(306f) Programming Antitumor Immunity with Nanoscale Architecture

Vaccines potently program the immune system through an adjuvant (activator) and antigen (target), and have been employed to fight various forms of cancer. However, the potential of cancer vaccines has yet to be fully realized, with many vaccine candidates failing out of clinical trials due to a lack of efficacy. These conventional approaches to vaccine design have focused on the composition of the formulation with little consideration for the arrangement of the components on a single vaccine structure. This structural consideration becomes increasingly complex when evaluating the immune landscape necessary for potent tumor remission: to be effective against highly mutative aggressive tumors, cancer vaccines must activate multiple immune cell types. However, design considerations for vaccines capable of targeting multiple different immune cells simultaneously are underexplored. There is therefore a need to evaluate the design space for the structural considerations of multiple antigens on a vaccine specifically in the context of targeting and activating multiple immune cell types effectively.

In this work, we explore the activation of multi-faceted immunity by incorporating numerous antigens targeting various T cell subtypes in defined nanoscale arrangements. We highlight the opportunity to uniquely program immunological interactions and positively impact vaccine efficacy through rational and molecular antigen placement. We have designed a library of compositionally equivalent but structurally distinct multi-antigen vaccines containing targets for both cytotoxic CD8⁺ and helper CD4⁺ T cells.

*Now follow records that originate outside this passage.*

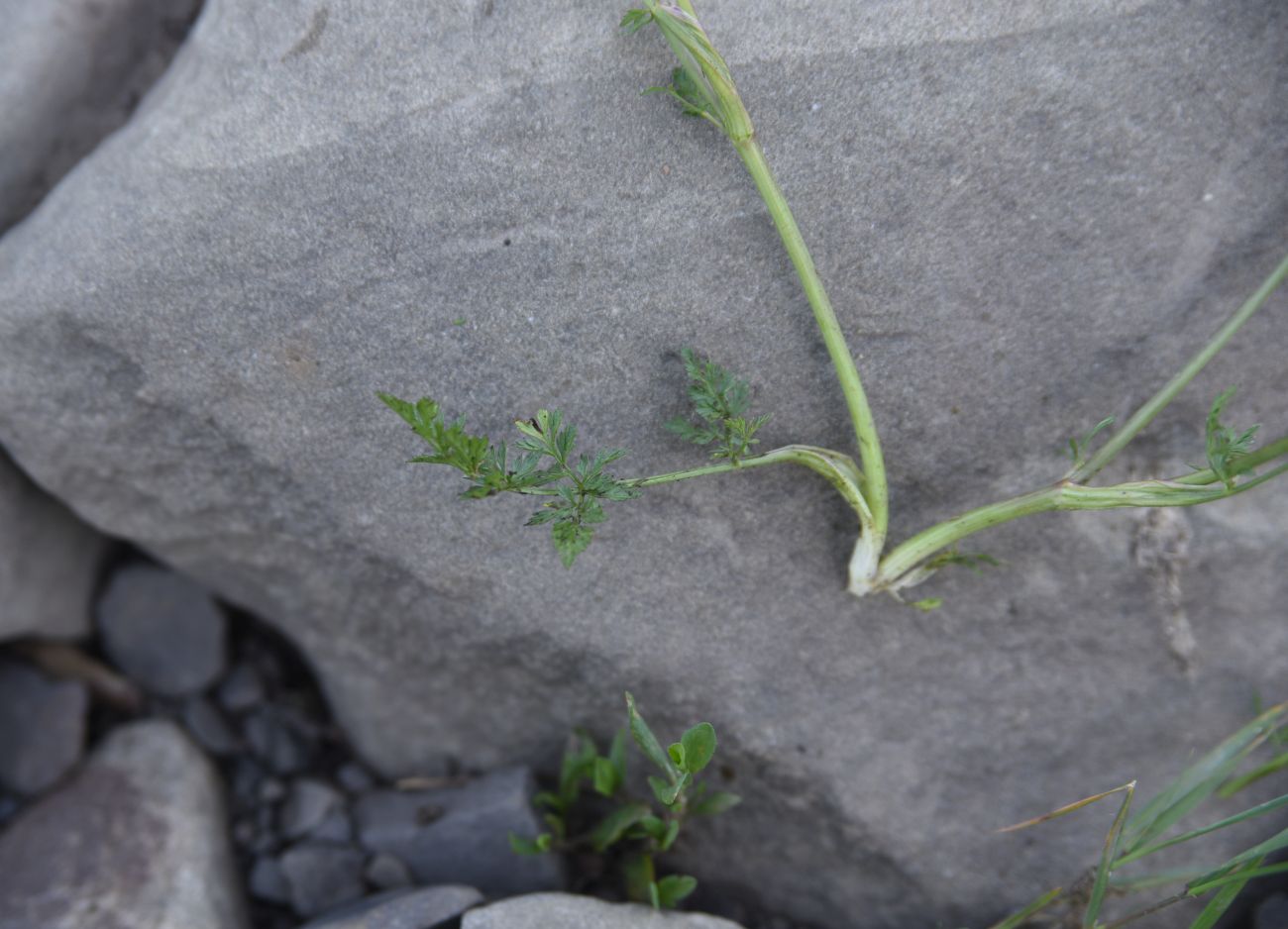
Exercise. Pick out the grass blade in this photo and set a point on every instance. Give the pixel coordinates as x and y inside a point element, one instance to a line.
<point>1223,899</point>
<point>1107,859</point>
<point>1237,783</point>
<point>1020,917</point>
<point>1067,809</point>
<point>1199,781</point>
<point>1269,805</point>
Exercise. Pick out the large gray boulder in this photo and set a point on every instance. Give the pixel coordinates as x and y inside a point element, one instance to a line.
<point>137,839</point>
<point>73,71</point>
<point>1026,220</point>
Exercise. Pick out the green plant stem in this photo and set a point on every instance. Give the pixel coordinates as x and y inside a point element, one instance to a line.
<point>1155,404</point>
<point>864,426</point>
<point>1061,495</point>
<point>838,468</point>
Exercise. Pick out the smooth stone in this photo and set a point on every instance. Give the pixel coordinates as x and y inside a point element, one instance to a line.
<point>268,881</point>
<point>568,911</point>
<point>386,872</point>
<point>207,726</point>
<point>162,629</point>
<point>308,804</point>
<point>460,835</point>
<point>137,838</point>
<point>322,877</point>
<point>1028,216</point>
<point>423,908</point>
<point>50,560</point>
<point>73,71</point>
<point>42,727</point>
<point>241,690</point>
<point>277,741</point>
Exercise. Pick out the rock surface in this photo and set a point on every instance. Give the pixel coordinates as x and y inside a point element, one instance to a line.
<point>137,839</point>
<point>42,727</point>
<point>73,72</point>
<point>1026,219</point>
<point>544,910</point>
<point>460,835</point>
<point>162,629</point>
<point>50,562</point>
<point>423,908</point>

We observed that dendritic cells and both subsets of T cells were altered at the transcripteomic level in response to the different vaccine architectures. A particular architecture led to the upregulation of inflammatory responses and chemotaxis pathways. We determined that key to the different gene expression profiles observed was the nature in which the vaccine architectures were processed in dendritic cells. Nanoscale antigen placement on the vaccine altered the kinetics of processing and processing pathways for the different antigens, and could optimize how each antigen was processed and ultimately presented on dendritic cells for subsequent T cell activation. The immune activity resulting from the changes at the dendritic cell level were propagated into different T cell responses, with T cell activation, antigen-specificity, and proliferation dependent on nanoscale antigen placement on the vaccine. Holistically, this induced system-wide immunity in a structurally-dependent manner. Nanoscale antigen placement influenced antitumor responses in multiple animal models (lymphoma, colon, and melanoma), with one particular architecture stalling tumor growth effectively (<200mm³ through day 24) and potently synergizing with checkpoint inhibitor therapy. Overall, this work highlights how vaccines can be developed to raise complex multi-faceted immunity by manipulating antigen arrangement at the nanoscale.